I’ll admit that is a hard libertarian position that I’ve come to disagree with, but it isn’t necessarily a horrible position, nor is it inconsistent with originalism or textualism.
It’s inconsistent with the very reason this country was founded, i.e, “no taxation without representation.”
Minorities pay the same Federal income tax rates that whites do. Their dollars should buy the same protection that white dollars buy.
But that’s not in the constitution. Felons are taxes, and they often can’t vote.
We’re not talking about protection as in police protection. We’re talking about whether private businesses should be forced to not discriminate. That’s a different matter.
Don’t be confused by the term “protected group”. That’s not even the correct legal term-- it’s “Suspect Classification”.
It’s bordering on racism to compare minorities with felons.
And private businesses being able to discriminate is NOT a different matter.
There used to be a book back in Jim Crow days that was sold to middle-class black families. It was a guide to which hotels, gas stations, restaurants, etc. they could expect to be allowed to patronize while vacationing/travelling outside their home area. The book covered the CONUS, and maybe Hawaii as well.
It becomes coercion when the only gas station for 50 miles around won’t serve black customers. The same for hotels. Libertarianism’s guiding principle is, or should be, freedom to the degree that you aren’t causing harm or coercing others.
This illustrates the moral bankruptcy of libertarianism. Real world dwellers know that if you’re open to the public, then you have a moral and legal obligation to serve all the public. Jim Crow had its day. It’s over.

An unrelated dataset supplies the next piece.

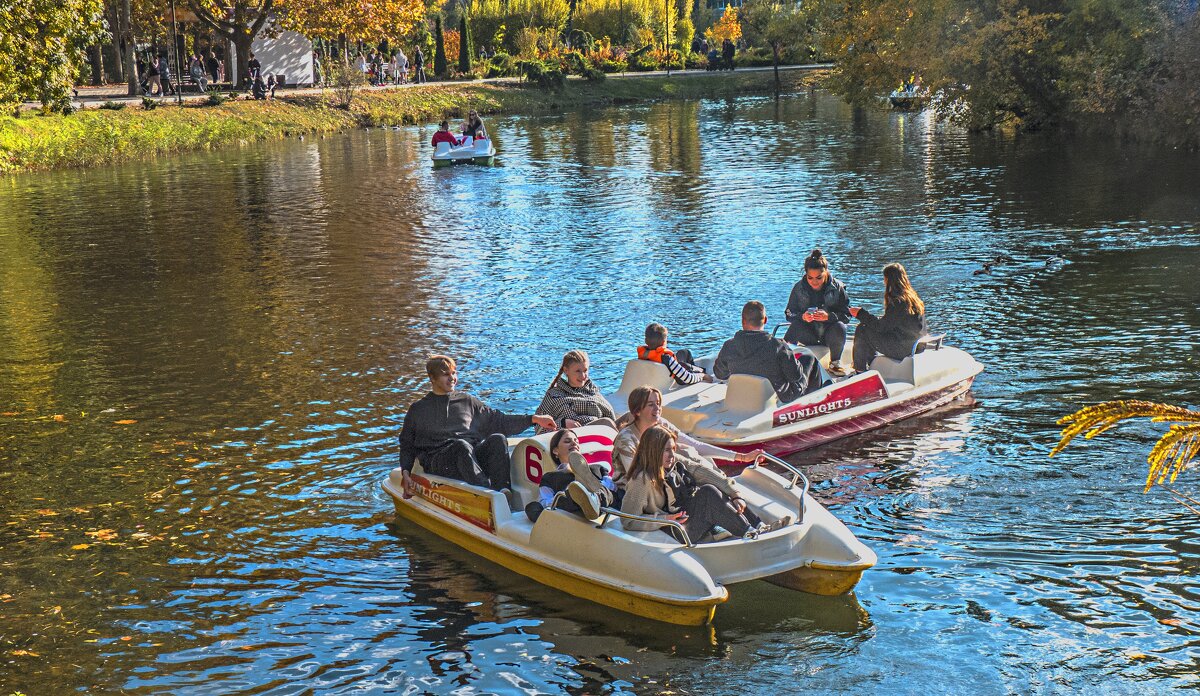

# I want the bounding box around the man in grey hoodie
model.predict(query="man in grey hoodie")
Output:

Back to Bork, his legacy is in adding luster to Ted Kennedy’s star. Teddy saved the nation from a Bork court, which by itself is enough to add a spot on Mt. Rushmore for him.
Dollars don’t buy that; votes do.
That begs the question doesn’t it? Does a business have to be “open to the public” or can it say that it is “open to the white public”? That was the debate on the '64 Civil Rights Act.
And even if an owner has a moral obligation to serve the public, should the government enforce morality? How about morality like abortion and sodomy laws?
Racism is, at its heart, an issue of public safety.
The Rodney King race riots, anti-Jewish pogroms, lynchings in the South, etc., etc., etc…these all are outgrowths of racism. They are also detrimental to public safety and public order. Even if I don’t like my black neighbor, it still makes me less safe, indirectly, if the Klan drags him out of his home and lynches him.
Allowing institutionalized racism, even on a relatively small scale, can lead to worse things down the road.
The fact is, people are pretty ignorant about race, by and large. The average person is NOT a multiple degree-holder in the areas of science necessary to have a good grasp on exactly what race does and does NOT define.
Humans, by nature, tend to form groups, hate the other groups, and eventually try to KILL the other groups. Government’s job is to keep this from happening without good reason, because violence generally causes more problems than it solves.
Since it’s not realistic to expect people to get the multiple degrees necessary to understand what race really IS/ISN’T, the next best thing is to prohibit institutionalized racism, even on small scales. This produces the occasional grumbling, but ultimately, people accept it.